SA's biggest cities in better financial shape - report

Siseko Njobeni

Johannesburg - Seven of out nine of South Africa's largest municipalities received unqualified audits in 2014, the South African Cities Network said on Wednesday evening at the launch of its City Finance Network 2015 report.

The survey polled South Africa's biggest municipalities to assesses their financial fitness. It found that they have shown consistent improvement in financial management over the past 15 years.

The assessed municipalities are Johannesburg, Cape Town, eThekwini, Ekurhuleni, Tshwane, Nelson Mandela, Buffalo City, Msunduzi and Mangaung. Nelson Mandela and Buffalo City received qualified audits.

In 2014, the combined budget of the nine cities was R184bn.

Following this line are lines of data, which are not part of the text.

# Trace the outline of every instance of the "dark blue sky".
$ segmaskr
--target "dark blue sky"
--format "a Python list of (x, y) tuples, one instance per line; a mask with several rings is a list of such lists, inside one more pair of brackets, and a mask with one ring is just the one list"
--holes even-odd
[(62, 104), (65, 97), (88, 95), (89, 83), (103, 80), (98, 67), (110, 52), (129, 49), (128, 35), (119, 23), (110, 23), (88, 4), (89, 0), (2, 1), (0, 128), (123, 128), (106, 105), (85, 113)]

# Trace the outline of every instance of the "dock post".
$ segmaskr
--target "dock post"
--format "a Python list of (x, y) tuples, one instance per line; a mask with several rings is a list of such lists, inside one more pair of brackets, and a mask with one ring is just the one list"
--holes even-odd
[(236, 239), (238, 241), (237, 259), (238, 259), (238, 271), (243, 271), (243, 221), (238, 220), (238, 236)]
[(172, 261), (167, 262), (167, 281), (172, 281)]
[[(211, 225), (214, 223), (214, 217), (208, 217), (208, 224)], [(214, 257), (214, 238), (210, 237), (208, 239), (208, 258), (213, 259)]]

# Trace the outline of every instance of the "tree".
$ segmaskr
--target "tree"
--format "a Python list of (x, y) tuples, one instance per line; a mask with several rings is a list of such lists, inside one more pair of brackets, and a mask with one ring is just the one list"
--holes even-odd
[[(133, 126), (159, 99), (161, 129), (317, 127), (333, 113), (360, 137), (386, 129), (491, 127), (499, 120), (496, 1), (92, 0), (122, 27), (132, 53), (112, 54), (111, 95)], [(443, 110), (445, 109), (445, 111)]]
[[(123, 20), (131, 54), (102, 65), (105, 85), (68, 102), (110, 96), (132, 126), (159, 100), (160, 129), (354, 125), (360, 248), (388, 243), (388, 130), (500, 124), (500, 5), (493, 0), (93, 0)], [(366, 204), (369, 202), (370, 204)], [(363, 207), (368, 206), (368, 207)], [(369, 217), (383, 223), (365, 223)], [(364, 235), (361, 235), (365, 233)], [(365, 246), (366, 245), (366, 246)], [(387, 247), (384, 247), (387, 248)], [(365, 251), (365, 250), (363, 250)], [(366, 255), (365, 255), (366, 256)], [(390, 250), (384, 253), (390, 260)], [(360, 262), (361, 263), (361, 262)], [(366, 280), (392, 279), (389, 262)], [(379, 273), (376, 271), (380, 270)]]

Between 2009 and 2013, the municipalities spent a combined R117bn on capital-related projects. "This is a significant level of investment and emphasises the important role the cities play in driving economic development," the South African Cities Network said in a statement.

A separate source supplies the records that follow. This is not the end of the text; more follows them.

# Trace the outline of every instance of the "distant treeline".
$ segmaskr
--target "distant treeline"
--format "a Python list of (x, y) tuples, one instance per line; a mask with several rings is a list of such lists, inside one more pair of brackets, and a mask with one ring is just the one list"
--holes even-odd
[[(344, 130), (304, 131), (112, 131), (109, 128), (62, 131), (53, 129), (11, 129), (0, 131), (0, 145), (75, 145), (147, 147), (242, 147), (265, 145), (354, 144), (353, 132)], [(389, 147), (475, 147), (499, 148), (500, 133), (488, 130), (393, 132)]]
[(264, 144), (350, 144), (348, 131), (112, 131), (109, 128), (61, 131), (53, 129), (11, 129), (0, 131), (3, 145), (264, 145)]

The assessed cities have a combined population of 22 million, which is 40% of South Africa's total population.

However, the report noted that the municipalities were under extreme pressure from historical backlogs, increasing urbanisation and constraints in the current municipal revenue models.

"Cities have been unable to respond fast enough to the ever growing pressures from their citizens, many of whom are poor and with limited access to resources," South African Cities Network CEO Sithole Mbanga said.

Speaking on the sidelines of the launch of the report in Johannesburg, South African Cities Network researcher Geoff Bickford said the consistent improvement in the cities' financial management was due to a number of factors. These, Bickford said, included the municipalities' concerted efforts to manage their finances better.

This was partly due to their desire for sound management systems so that they could leverage funds on the capital markets and related sources of funding.

"The infrastructure backlog is still there but we can clearly see that municipalities are now spending more on public transport infrastructure, social housing programmes, roads and community facilities such and parks," Bickford said.